Overweging 38

(38)

Het gebruik van AI-systeem voor biometrische identificatie op afstand in real time van natuurlijke personen in openbare ruimten voor rechtshandhavingsdoeleinden brengt noodzakelijkerwijs de verwerking van biometrische gegevens met zich mee. De regels in deze verordening die, met inachtneming van bepaalde uitzonderingen, een dergelijk gebruik verbieden en die gebaseerd zijn op artikel 16 VWEU, moeten als lex specialis gelden ten aanzien van de regels inzake de verwerking van biometrische gegevens in artikel 10 van Richtlijn (EU) 2016/680, waardoor een dergelijk gebruik en de bijbehorende verwerking van biometrische gegevens limitatief worden geregeld. Daarom mogen een dergelijk gebruik en een dergelijke verwerking alleen mogelijk zijn voor zover zij verenigbaar zijn met het bij deze verordening vastgestelde kader, zonder dat er buiten dat kader ruimte is voor de bevoegde autoriteiten om, wanneer zij optreden met het oog op de rechtshandhaving, dergelijke systemen te gebruiken en dergelijke gegevens in verband daarmee te verwerken om de in artikel 10 van Richtlijn (EU) 2016/680 genoemde redenen.
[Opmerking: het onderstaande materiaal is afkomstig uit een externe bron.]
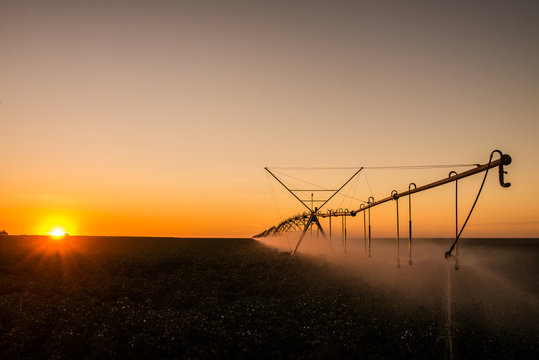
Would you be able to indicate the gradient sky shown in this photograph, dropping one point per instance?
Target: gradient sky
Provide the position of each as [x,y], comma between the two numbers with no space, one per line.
[158,117]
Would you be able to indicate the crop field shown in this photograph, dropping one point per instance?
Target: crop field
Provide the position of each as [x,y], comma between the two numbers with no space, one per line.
[116,297]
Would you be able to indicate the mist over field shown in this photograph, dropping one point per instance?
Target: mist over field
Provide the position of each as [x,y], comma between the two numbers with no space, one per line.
[496,285]
[242,298]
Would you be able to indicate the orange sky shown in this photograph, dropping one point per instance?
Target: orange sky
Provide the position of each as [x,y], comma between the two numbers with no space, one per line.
[158,117]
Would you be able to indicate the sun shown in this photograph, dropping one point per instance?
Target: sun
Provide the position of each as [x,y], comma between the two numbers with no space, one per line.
[57,233]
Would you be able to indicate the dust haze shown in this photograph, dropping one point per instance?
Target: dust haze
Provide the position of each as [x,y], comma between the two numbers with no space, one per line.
[496,285]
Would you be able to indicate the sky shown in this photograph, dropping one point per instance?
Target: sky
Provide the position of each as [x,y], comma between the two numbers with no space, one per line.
[157,118]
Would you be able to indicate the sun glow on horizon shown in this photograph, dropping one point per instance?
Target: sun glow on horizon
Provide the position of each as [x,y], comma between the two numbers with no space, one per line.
[57,233]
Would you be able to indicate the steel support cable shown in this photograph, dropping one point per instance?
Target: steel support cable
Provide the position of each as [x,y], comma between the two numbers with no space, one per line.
[410,222]
[456,218]
[394,193]
[448,253]
[368,183]
[320,188]
[428,166]
[369,209]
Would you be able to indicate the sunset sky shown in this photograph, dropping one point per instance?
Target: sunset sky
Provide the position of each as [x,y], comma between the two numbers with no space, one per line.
[158,117]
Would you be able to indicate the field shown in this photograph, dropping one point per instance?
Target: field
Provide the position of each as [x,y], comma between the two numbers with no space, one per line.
[102,297]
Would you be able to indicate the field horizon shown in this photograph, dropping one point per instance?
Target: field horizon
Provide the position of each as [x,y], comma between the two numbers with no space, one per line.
[239,298]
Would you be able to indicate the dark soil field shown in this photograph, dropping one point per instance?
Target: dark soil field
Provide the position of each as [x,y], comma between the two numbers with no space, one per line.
[112,297]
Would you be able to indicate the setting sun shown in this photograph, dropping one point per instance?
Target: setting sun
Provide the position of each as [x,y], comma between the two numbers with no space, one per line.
[57,232]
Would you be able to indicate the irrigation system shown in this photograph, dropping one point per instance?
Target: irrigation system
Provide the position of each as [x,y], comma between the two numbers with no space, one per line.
[310,218]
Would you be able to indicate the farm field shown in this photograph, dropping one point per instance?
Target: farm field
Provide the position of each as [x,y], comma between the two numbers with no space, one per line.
[103,297]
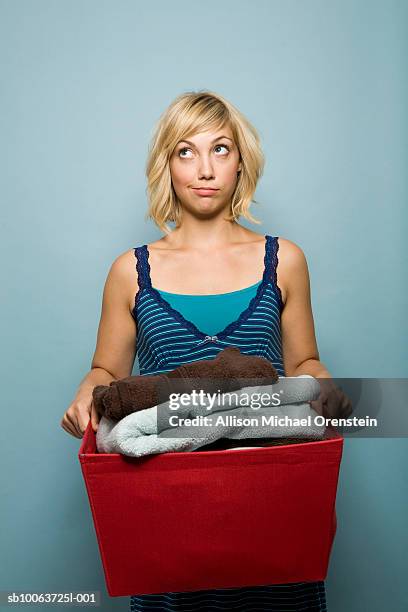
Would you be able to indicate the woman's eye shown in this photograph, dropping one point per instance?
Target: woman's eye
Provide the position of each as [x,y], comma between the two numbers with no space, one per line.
[222,146]
[185,149]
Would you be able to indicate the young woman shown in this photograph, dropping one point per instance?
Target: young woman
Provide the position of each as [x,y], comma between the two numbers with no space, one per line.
[207,284]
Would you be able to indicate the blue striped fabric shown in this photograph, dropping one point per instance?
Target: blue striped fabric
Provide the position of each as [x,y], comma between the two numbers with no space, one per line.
[166,339]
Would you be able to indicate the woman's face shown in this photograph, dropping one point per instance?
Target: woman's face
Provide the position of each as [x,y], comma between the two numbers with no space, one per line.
[210,161]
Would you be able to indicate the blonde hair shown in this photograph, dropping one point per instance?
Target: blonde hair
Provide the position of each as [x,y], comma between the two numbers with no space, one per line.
[191,113]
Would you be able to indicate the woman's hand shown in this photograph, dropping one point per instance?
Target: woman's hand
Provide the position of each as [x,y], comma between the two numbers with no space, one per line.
[332,401]
[76,418]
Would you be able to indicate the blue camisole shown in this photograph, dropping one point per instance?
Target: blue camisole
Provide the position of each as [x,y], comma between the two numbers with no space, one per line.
[173,329]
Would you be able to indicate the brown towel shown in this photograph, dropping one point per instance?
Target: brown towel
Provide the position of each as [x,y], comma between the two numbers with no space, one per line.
[228,371]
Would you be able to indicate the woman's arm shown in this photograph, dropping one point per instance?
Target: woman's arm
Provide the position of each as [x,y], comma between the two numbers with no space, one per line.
[299,346]
[300,352]
[115,347]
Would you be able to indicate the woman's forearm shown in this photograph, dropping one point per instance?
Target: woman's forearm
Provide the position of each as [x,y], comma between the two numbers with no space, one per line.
[96,376]
[314,367]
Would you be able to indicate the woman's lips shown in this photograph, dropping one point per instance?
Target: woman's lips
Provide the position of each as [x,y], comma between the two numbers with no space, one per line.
[205,192]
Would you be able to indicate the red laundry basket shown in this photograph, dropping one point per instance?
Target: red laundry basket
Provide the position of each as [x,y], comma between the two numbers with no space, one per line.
[189,521]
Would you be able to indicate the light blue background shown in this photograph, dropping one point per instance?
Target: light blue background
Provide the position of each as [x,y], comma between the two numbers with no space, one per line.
[83,84]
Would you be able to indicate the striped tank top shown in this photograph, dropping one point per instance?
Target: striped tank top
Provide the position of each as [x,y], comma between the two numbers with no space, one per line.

In die context is deze verordening niet bedoeld om de rechtsgrondslag te bieden voor de verwerking van persoonsgegevens op grond van artikel 8 van Richtlijn (EU) 2016/680. Het gebruik van systemen voor biometrische identificatie op afstand in real time in openbare ruimten voor andere doeleinden dan rechtshandhaving, ook door bevoegde autoriteiten, mag echter niet worden opgenomen in het specifieke kader met betrekking tot dergelijk gebruik voor rechtshandhavingsdoeleinden dat bij deze verordening wordt vastgesteld. Dergelijk gebruik voor andere doeleinden dan rechtshandhaving is derhalve niet onderworpen aan het vereiste van toestemming uit hoofde van deze verordening en de toepasselijke specifieke regels van nationaal recht die aan die toestemming uitvoering kunnen geven.